The combined bachelor’s/master’s degree program is confusing. It’s a program offered between American University’s undergraduate and graduate schools, and it has many great perks. However, the process of understanding the rules and regulations required for undergraduate students to participate in the program is far more difficult than it should be. This is due to a lack of clear communication between advisors and students on rules surrounding undergraduate credit limits.
The program itself allows students to take graduate-level courses once accepted, which is usually during their senior year of undergraduate education. By the end of their undergraduate graduation, students can fulfill up to half of the requirements for a master’s degree.
For a traditional four-year undergraduate student, this program would mean that they would receive their master’s degree only one year after receiving their bachelor’s degree. This both shaves a year off of school time and saves students considerable amounts of money by taking graduate courses at the cheaper undergraduate tuition prices.
The issue for students, especially those with transferred credits, double majors, minors or other academic programs, are the program’s regulations around how many credits an undergraduate student can take. If that sounds vague, that’s because it is. According to the current graduate school academic regulations, combined program master’s classes may only be shared with classes already required for the participating student’s bachelor’s degree, either through major requirements or free electives.
This makes sense; it functions like a dual enrollment program for high school students. However, the regulations become muddied when factoring in undergraduate credit limits. The graduate regulations elaborate that “students who complete their bachelor's degree with over 120 credits may be limited in the number of graduate credits shared through free electives.”

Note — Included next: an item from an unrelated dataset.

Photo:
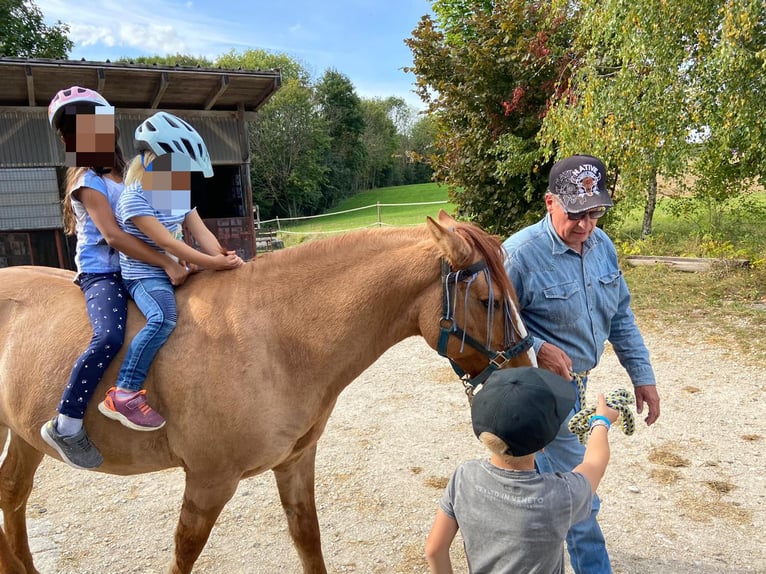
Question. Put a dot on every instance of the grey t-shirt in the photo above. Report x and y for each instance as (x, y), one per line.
(515, 521)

What this actually means for students interested in the program is wildly different depending on who you ask. I have been told by certain advisors and faculty that this rule only applies to courses shared through free electives and going over this 122 credit limit does not apply to courses shared through major requirements — which is what the graduate requirements seem to reflect.
On the other hand, I have received many contrary explanations that if a student goes over 122 credits, a number often discussed by advisors but not stipulated specifically within online resources, they would not be able to share credits at all. This is true regardless of if the graduate classes were shared through undergraduate major requirements or free electives.
These answers are wildly conflicting; they make the difference between being able to do the program and not. Operating under the latter interpretation, I would not be able to do the program.
Even the recruitment advisor for the School of Public Affairs combined programs was unclear on the interpretation of these regulations and how they might affect potential students.
As someone who transferred many credits from Advanced Placement and community college courses, my free electives are already accounted for, and I cannot graduate with under 122 credits. This is because most did not count for core or major requirements, and many transferred into the University as two courses each, resulting in six credits transferred per AP class.
I had been operating under the assumption I could not do the program until some students and myself contacted the Associate Dean of Education in the SPA for clarity. Here, we were referred to the graduate regulations and were told this credit maximum only applied to sharing via elective courses.
However, after learning this and sending follow up communications, the dean referred us back to undergraduate advising, whose conflicting information prompted us to contact higher administrative advice in the first place.
The credit requirement to graduate with an undergraduate degree alone is 120 — this being the minimum, not the maximum. Offering a measly two-credit leeway, the combined program turns away ambitious students of all kinds for taking on heavy undergraduate course loads or transferring college-level classes from high school.
By the time students are informed of this policy — which is not clearly stated in advertising material — they cannot un-transfer credits and often do not want to drop double majors, minors or other academic programs.
It seems ironic that some of the most academically ambitious students at American University are possibly locked out of a program supposedly built for them. The limitations for students graduating with over 122 credits is egregious if true, and unclear if not. The combined programs at AU need to reevaluate their rules and consider why this policy and communication around it is harmful to many prospective students.
Jelinda Montes is a sophomore in the School of Public Affairs and School of Communication and a columnist for The Eagle.